Spread them out at first and when a certain area starts getting hit more than others you can then add more traps in the certain area. I found in my area I get the best luck putting them on the edge of a tree line. I find the biggest tree that sticks out the furthest from the tree line. I also like putting them on the edge of Bayous(I guess creeks for the northern people)


----------



## larrybeach (May 25, 2013)

Good advice, some areas are better than others. If you have the time, one trick I like to do is put out sugar syrup in some different locations on a nice day. I come back later and see if they have attracted any bees. I put out my traps at the spots with the most bees. Good luck.


----------



## bevy's honeybees (Apr 21, 2011)

I have a bait hive in a new location this year and after I set it up I put a blob of honey on the lid. Went back hours later, honey still there and not a single bee. I left the hive but I highly doubt I will get a swarm. I've lost a couple of really good spots because there are new people living at each. I don't think I will get my usual 5 spring swarms this year.

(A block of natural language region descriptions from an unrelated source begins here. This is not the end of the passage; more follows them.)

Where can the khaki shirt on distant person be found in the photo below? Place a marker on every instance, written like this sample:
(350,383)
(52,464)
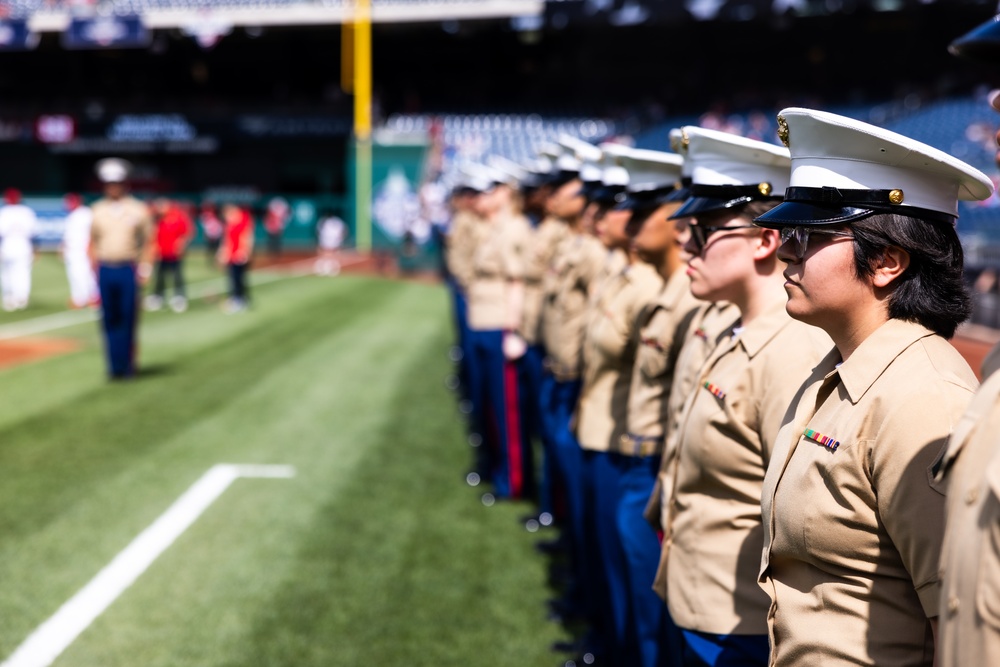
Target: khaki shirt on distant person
(545,240)
(609,355)
(728,430)
(499,261)
(853,521)
(578,262)
(466,228)
(708,326)
(663,325)
(120,230)
(969,628)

I put out boxes in my back yard and last year I didn't get any spring swarms but got 3 fall swarms. I think I found a new spot for spring swarms, one where I got a swarm already and I put out another box over the weekend. 
Location is everything.


----------



## philip.devos (Aug 10, 2013)

larrybeach said:


> Good advice, some areas are better than others. If you have the time, one trick I like to do is put out sugar syrup in some different locations on a nice day. I come back later and see if they have attracted any bees. I put out my traps at the spots with the most bees. Good luck.


I like your approach.


----------



## CessnaGirl (Jan 7, 2014)

Well, after catching NO swarms last year while just about everyone else in our bee club caught multiples, I didn't think we had an abundance of feral bees. This year, I refreshed our swarm box on top of our screened porch and within 3 days had a huge swarm! After 10 days, it was growing very fast and I put it in a deep. I put the trap back up and the next day, another swarm! Worried I was going to miss out on more bees, I put another trap in my backyard tree and the next morning, more bees! 3 swarms in less than 2 weeks! And, no, they are not my bees. I haven't had any swarm cells yet plus they are tiny dark bees, nothing like mine.


----------



## LetMBee (Jan 4, 2012)

I agree with Mr. Bush? Spread a wide net at first. As you catch swarms you will find a "pattern" in your area. Then you repeat the pattern to be successful. It is just like fishing. Once you find a good fishing hole figure out why it is good. Then look for other locations that have similar attributes to that of your fishing hole. It get addicting. I find myself scoping out trapping locations constantly as I am driving around.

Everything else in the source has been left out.